NumPy vs Pandas — Knowing Which to Use
Students often get confused about when to use NumPy and when to use Pandas. Here is the rule:
| Use Case | NumPy | Pandas |
|---|---|---|
| Pure number crunching (arrays, matrices) | ✅ | Not needed |
| Tabular data (rows + columns, mixed types) | ❌ | ✅ |
| Statistical analysis on a single column | ✅ | ✅ |
| Reading CSV files | ❌ | ✅ |
| Filtering rows by condition | Possible but verbose | ✅ |
| Input to Scikit-learn | ✅ (arrays) | ✅ (DataFrames) |
| Matrix operations | ✅ | ❌ |
In practice, they work together: Pandas loads and cleans the data, NumPy does the maths underneath, Scikit-learn trains the model.
Quick Revision Box
| Function | What It Does |
|---|---|
pd.DataFrame(data) | Creates a DataFrame from a dictionary or list |
pd.read_csv("file.csv") | Reads a CSV file into a DataFrame |
df.to_csv("file.csv", index=False) | Saves DataFrame to CSV without extra index column |
df.shape | Returns (rows, columns) |
df.head(n) | First n rows |
df.tail(n) | Last n rows |
df.info() | Column types and null counts |
df.describe() | Statistical summary of numeric columns |
df.isnull().sum() | Count of missing values per column |
df.fillna(value, inplace=True) | Fill missing values with given value |
df.dropna(inplace=True) | Remove rows with any missing value |
df[df["col"] > value] | Filter rows by condition |
df.sort_values("col") | Sort by column (ascending by default) |
df.groupby("col").mean() | Group rows and compute mean per group |
df["new"] = ... | Add a new column |
df.drop(columns=["col"]) | Remove a column |
df["col"].apply(func) | Apply a function to every value in a column |
Practice Questions
Q1 (2 marks): Write a Python program to create a Pandas DataFrame of 3 students with columns Name, Marks, and Grade. Display the first 2 rows and count the missing values.
Model Answer:
python
import pandas as pd
data = {
"Name" : ["Arjun", "Priya", "Kiran"],
"Marks": [85, 92, 78],
"Grade": ["B", "A", "C"]
}
df = pd.DataFrame(data)
print(df.head(2))
print("Missing values:", df.isnull().sum())
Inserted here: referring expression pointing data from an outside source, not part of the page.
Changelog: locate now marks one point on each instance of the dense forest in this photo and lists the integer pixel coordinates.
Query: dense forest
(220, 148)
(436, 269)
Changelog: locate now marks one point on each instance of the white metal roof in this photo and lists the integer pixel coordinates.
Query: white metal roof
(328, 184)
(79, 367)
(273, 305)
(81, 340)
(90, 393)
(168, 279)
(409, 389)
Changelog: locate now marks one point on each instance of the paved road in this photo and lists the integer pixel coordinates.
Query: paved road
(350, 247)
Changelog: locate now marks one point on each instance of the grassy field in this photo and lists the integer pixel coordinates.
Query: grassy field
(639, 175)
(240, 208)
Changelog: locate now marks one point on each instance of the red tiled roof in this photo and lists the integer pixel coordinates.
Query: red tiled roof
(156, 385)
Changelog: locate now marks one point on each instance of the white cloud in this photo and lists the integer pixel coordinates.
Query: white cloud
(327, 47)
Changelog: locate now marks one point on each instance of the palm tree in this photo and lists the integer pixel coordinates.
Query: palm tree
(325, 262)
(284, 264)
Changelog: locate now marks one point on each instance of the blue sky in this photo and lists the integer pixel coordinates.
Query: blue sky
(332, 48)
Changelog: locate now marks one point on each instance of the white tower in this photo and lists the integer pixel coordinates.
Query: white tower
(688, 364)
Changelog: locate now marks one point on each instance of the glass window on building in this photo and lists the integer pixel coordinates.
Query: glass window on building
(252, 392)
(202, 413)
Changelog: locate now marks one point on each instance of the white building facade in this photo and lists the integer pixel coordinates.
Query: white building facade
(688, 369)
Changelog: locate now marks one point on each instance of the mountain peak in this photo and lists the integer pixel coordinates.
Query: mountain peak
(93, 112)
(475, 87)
Q2 (MCQ): Which Pandas method removes rows that contain missing values?
a) df.fillna() b) df.isnull() c) df.dropna() d) df.remove()
Answer: c) df.dropna() — removes all rows containing at least one missing (NaN) value.
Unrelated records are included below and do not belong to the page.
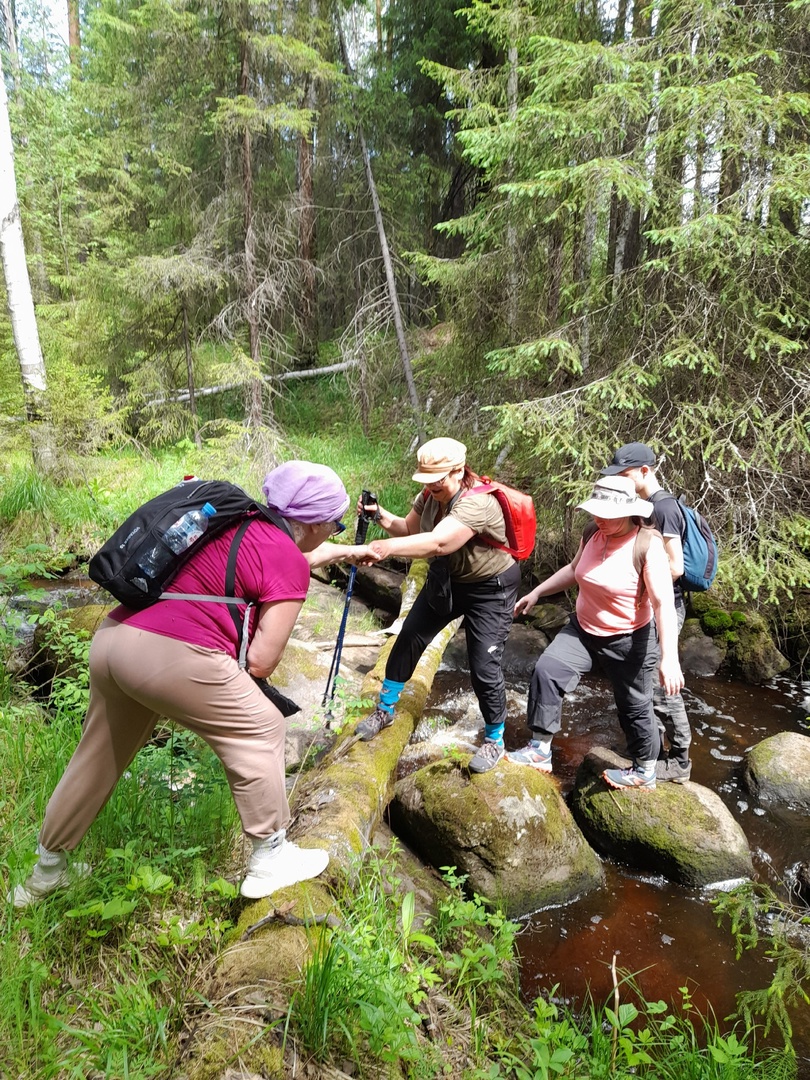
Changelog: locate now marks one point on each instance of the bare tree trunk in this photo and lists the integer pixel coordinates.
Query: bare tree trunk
(11, 43)
(513, 282)
(391, 281)
(38, 261)
(73, 37)
(21, 301)
(190, 375)
(583, 259)
(556, 240)
(254, 404)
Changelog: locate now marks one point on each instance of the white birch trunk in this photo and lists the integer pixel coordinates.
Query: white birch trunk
(18, 293)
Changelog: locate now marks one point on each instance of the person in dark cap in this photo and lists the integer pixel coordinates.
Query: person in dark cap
(458, 531)
(638, 462)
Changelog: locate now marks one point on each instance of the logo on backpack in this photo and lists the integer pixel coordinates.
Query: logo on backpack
(700, 547)
(144, 555)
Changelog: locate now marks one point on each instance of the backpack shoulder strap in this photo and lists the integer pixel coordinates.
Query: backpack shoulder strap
(640, 548)
(590, 530)
(242, 624)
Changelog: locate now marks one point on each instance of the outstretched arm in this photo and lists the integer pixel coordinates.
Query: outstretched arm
(273, 629)
(327, 554)
(564, 578)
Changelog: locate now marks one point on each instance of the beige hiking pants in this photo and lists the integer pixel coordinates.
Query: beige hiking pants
(136, 676)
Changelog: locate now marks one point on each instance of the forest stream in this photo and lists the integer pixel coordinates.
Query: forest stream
(665, 934)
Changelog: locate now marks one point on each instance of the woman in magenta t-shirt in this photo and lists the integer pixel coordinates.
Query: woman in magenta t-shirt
(178, 659)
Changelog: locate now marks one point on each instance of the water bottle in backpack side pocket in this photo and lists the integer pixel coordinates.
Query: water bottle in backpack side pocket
(176, 539)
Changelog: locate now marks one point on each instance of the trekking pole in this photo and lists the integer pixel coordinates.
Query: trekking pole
(360, 536)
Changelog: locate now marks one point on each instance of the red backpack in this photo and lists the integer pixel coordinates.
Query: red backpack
(518, 516)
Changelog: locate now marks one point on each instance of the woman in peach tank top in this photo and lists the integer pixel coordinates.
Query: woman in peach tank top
(623, 579)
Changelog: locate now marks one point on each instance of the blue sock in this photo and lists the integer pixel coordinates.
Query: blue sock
(390, 693)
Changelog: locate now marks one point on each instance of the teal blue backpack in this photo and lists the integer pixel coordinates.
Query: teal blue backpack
(700, 547)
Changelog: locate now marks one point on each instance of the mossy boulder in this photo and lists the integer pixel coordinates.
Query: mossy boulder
(754, 655)
(509, 829)
(740, 634)
(700, 655)
(778, 770)
(682, 831)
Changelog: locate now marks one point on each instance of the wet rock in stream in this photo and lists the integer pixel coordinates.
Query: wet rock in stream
(778, 770)
(509, 829)
(682, 831)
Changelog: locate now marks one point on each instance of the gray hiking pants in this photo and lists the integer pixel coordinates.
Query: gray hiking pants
(671, 712)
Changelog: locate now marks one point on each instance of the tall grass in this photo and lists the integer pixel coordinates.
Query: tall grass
(442, 999)
(94, 981)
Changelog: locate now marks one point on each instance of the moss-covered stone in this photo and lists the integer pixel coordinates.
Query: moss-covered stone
(233, 1039)
(778, 770)
(680, 831)
(741, 642)
(508, 829)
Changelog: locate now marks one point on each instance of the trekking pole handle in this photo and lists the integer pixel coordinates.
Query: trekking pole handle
(364, 518)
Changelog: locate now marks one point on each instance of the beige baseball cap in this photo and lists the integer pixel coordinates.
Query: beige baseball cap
(616, 497)
(437, 458)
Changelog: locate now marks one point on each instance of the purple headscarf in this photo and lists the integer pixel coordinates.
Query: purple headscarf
(307, 491)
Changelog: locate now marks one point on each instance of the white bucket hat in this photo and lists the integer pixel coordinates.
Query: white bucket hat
(616, 497)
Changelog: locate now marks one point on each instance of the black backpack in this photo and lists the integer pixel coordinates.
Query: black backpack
(116, 565)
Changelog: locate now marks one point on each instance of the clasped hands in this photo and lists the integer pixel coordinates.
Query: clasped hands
(362, 554)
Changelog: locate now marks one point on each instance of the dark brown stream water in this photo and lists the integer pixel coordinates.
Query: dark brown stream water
(666, 934)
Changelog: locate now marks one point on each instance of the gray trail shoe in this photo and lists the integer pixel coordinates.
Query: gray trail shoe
(51, 873)
(490, 753)
(630, 779)
(534, 756)
(673, 771)
(374, 724)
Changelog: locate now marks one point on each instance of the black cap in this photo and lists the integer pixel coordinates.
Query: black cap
(631, 456)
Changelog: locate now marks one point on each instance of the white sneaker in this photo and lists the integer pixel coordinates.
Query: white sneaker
(277, 862)
(51, 873)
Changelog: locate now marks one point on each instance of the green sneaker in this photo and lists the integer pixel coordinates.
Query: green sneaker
(622, 779)
(490, 753)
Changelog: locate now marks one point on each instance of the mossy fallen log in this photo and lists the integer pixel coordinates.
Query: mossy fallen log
(338, 807)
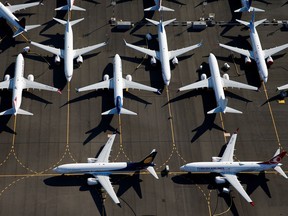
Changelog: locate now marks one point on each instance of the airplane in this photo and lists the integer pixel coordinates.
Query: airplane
(70, 6)
(163, 54)
(158, 7)
(6, 12)
(246, 7)
(228, 169)
(101, 168)
(68, 53)
(17, 84)
(217, 83)
(257, 53)
(118, 84)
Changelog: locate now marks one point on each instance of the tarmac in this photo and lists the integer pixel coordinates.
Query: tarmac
(69, 128)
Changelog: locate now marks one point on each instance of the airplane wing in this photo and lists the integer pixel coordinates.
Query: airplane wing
(233, 84)
(101, 85)
(50, 49)
(229, 151)
(85, 50)
(36, 85)
(178, 52)
(272, 51)
(232, 179)
(206, 83)
(149, 52)
(105, 153)
(238, 50)
(134, 85)
(106, 184)
(7, 84)
(18, 7)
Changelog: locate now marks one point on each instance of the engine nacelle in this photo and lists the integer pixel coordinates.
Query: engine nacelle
(220, 180)
(226, 76)
(7, 77)
(79, 60)
(129, 77)
(92, 181)
(57, 59)
(91, 160)
(203, 76)
(106, 77)
(247, 60)
(216, 159)
(30, 77)
(269, 60)
(175, 61)
(153, 61)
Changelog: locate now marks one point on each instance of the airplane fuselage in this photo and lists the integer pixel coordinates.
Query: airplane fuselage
(226, 167)
(68, 52)
(258, 54)
(164, 54)
(118, 83)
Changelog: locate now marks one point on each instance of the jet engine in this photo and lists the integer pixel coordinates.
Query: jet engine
(7, 77)
(153, 61)
(79, 60)
(57, 59)
(129, 77)
(220, 180)
(247, 60)
(92, 181)
(30, 77)
(226, 76)
(175, 61)
(203, 76)
(269, 60)
(216, 159)
(91, 160)
(106, 77)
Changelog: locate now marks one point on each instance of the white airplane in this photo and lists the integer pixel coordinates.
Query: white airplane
(257, 53)
(158, 7)
(163, 54)
(228, 168)
(70, 6)
(118, 83)
(17, 84)
(246, 7)
(68, 53)
(6, 12)
(217, 83)
(101, 168)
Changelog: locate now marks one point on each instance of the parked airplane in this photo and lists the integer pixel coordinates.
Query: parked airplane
(257, 53)
(17, 84)
(6, 12)
(101, 168)
(118, 84)
(68, 53)
(70, 6)
(163, 54)
(158, 7)
(228, 168)
(246, 7)
(217, 83)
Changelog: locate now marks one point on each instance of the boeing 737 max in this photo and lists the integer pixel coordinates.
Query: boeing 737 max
(118, 83)
(217, 83)
(163, 55)
(101, 168)
(17, 84)
(228, 168)
(68, 53)
(257, 53)
(6, 12)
Frequently Asked Questions
Q1: What is the difference between df.fillna() and df.dropna()? fillna() replaces missing values with something — a number, a string, or the column mean — so you keep all your rows. dropna() deletes any row that has at least one missing value. Use fillna() when you cannot afford to lose data (small datasets, important rows). Use dropna() when you have enough data and the missing rows are few and random.
Q2: Why does inplace=True appear in so many Pandas operations? By default, Pandas operations return a new DataFrame and leave the original unchanged. inplace=True modifies the existing DataFrame directly without creating a copy. Without it, you must write df = df.fillna(0) to save the change. With it, df.fillna(0, inplace=True) modifies df directly. Both approaches are correct — inplace=True is just shorter.
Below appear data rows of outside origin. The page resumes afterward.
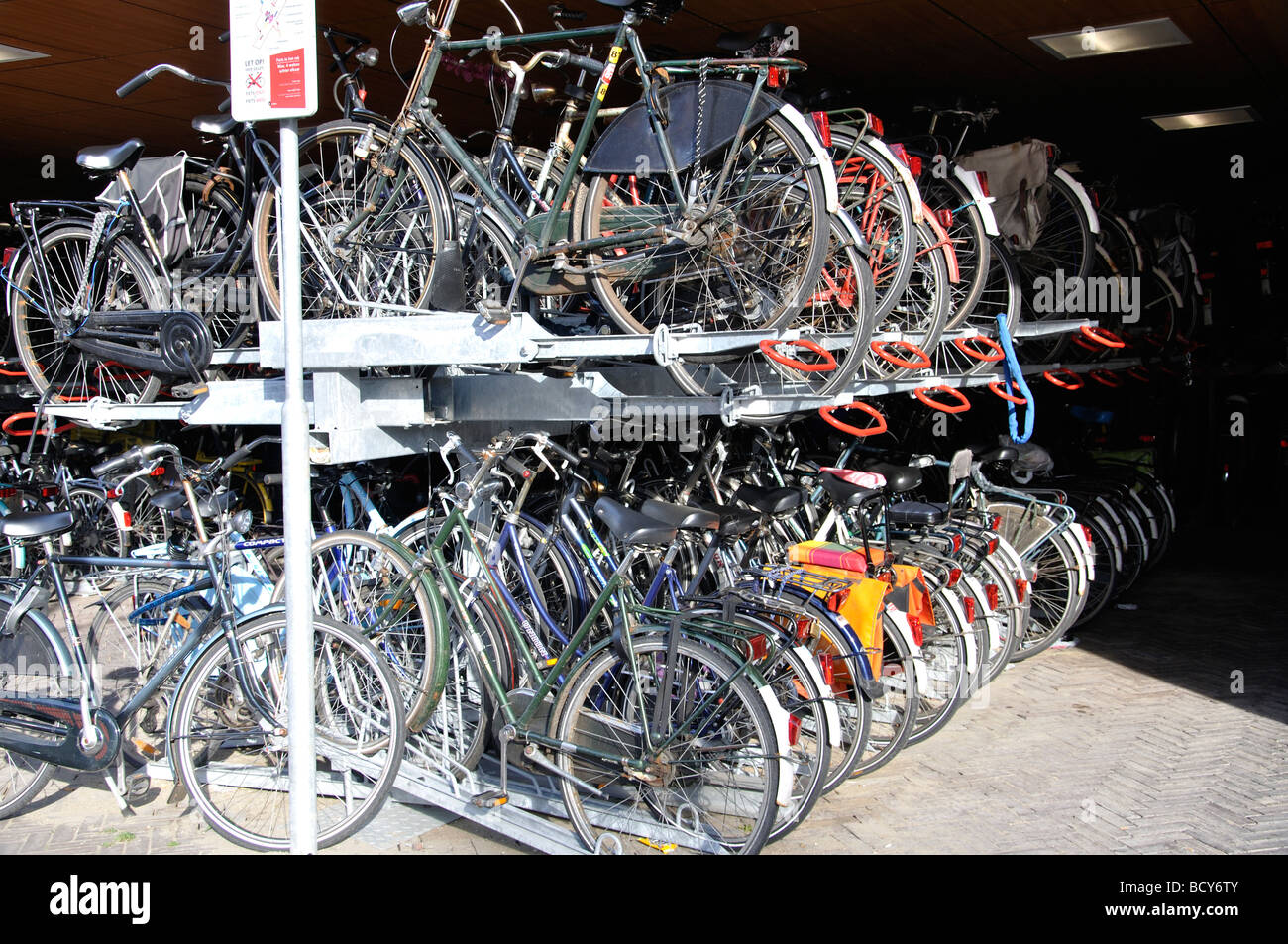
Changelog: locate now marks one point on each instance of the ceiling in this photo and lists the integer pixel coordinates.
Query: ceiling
(888, 54)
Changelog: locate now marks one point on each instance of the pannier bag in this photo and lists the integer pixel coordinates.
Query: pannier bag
(1018, 181)
(159, 184)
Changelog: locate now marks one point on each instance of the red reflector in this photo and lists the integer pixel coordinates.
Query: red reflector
(914, 625)
(836, 600)
(824, 128)
(824, 662)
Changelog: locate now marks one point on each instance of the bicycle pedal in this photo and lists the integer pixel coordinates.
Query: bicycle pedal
(137, 786)
(489, 798)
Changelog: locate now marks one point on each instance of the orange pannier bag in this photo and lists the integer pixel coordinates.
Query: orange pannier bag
(861, 605)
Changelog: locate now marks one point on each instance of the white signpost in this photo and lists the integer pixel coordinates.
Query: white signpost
(274, 76)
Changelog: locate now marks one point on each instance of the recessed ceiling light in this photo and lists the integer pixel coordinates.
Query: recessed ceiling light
(1237, 115)
(1103, 40)
(17, 54)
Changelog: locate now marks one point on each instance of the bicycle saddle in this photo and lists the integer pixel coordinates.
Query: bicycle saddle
(214, 124)
(111, 157)
(845, 493)
(738, 42)
(631, 527)
(915, 514)
(37, 523)
(900, 478)
(681, 517)
(771, 501)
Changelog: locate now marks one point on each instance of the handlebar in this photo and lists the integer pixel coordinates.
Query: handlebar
(150, 73)
(137, 456)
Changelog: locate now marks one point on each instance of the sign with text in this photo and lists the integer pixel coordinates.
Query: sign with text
(273, 48)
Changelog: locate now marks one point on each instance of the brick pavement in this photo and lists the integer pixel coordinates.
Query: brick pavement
(1132, 742)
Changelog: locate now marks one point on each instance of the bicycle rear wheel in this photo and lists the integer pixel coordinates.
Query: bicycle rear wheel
(711, 782)
(121, 281)
(236, 772)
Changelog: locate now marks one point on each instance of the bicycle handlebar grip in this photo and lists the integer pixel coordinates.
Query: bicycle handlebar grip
(134, 84)
(129, 458)
(561, 451)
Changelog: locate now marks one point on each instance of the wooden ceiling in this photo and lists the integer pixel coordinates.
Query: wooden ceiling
(888, 52)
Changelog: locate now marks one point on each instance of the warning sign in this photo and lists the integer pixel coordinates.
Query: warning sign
(273, 50)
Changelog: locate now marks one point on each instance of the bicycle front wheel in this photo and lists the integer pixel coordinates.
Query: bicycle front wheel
(386, 259)
(707, 775)
(754, 248)
(233, 764)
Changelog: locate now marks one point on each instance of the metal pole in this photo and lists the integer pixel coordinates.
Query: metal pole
(299, 533)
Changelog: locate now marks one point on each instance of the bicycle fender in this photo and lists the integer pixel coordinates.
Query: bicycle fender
(824, 161)
(970, 180)
(64, 657)
(829, 710)
(1082, 198)
(905, 175)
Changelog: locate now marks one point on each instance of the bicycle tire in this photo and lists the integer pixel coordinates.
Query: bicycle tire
(781, 204)
(22, 778)
(738, 736)
(393, 264)
(236, 773)
(54, 366)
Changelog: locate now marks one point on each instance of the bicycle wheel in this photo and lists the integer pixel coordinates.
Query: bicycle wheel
(384, 262)
(235, 768)
(361, 581)
(836, 320)
(754, 250)
(876, 197)
(95, 533)
(121, 281)
(919, 313)
(711, 782)
(1054, 594)
(894, 713)
(29, 665)
(1065, 243)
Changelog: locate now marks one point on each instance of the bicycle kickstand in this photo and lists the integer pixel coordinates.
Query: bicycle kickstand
(490, 798)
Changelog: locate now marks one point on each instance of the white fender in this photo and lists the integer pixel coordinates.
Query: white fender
(829, 710)
(910, 183)
(970, 180)
(1082, 198)
(824, 159)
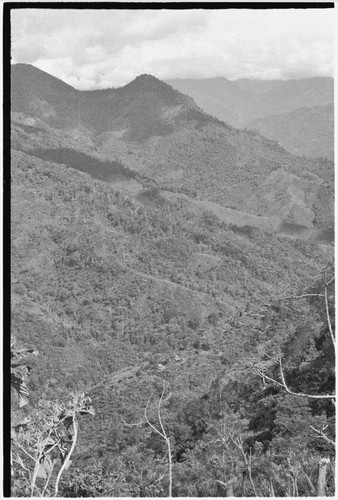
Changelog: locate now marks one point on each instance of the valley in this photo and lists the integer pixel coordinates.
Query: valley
(155, 246)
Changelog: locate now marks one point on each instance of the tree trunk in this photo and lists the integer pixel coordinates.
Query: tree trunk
(321, 480)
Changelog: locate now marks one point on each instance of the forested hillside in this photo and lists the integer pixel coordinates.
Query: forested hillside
(195, 317)
(306, 131)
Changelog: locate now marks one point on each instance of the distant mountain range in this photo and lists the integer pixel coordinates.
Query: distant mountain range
(154, 246)
(160, 134)
(308, 131)
(275, 108)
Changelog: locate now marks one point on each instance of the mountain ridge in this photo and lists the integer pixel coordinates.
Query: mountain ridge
(159, 133)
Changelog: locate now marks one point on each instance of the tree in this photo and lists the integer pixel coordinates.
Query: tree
(43, 443)
(160, 431)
Q3: What CSV file should I use for the Unit 5 practical programs? The CBSE Class 11 AI syllabus specifically references rainfall.csv for Unit 5 programs. Ask your teacher for this file. Alternatively, download Indian district-level rainfall data from the IMD website or data.gov.in. Any properly formatted CSV works — the programs are not tied to a specific dataset.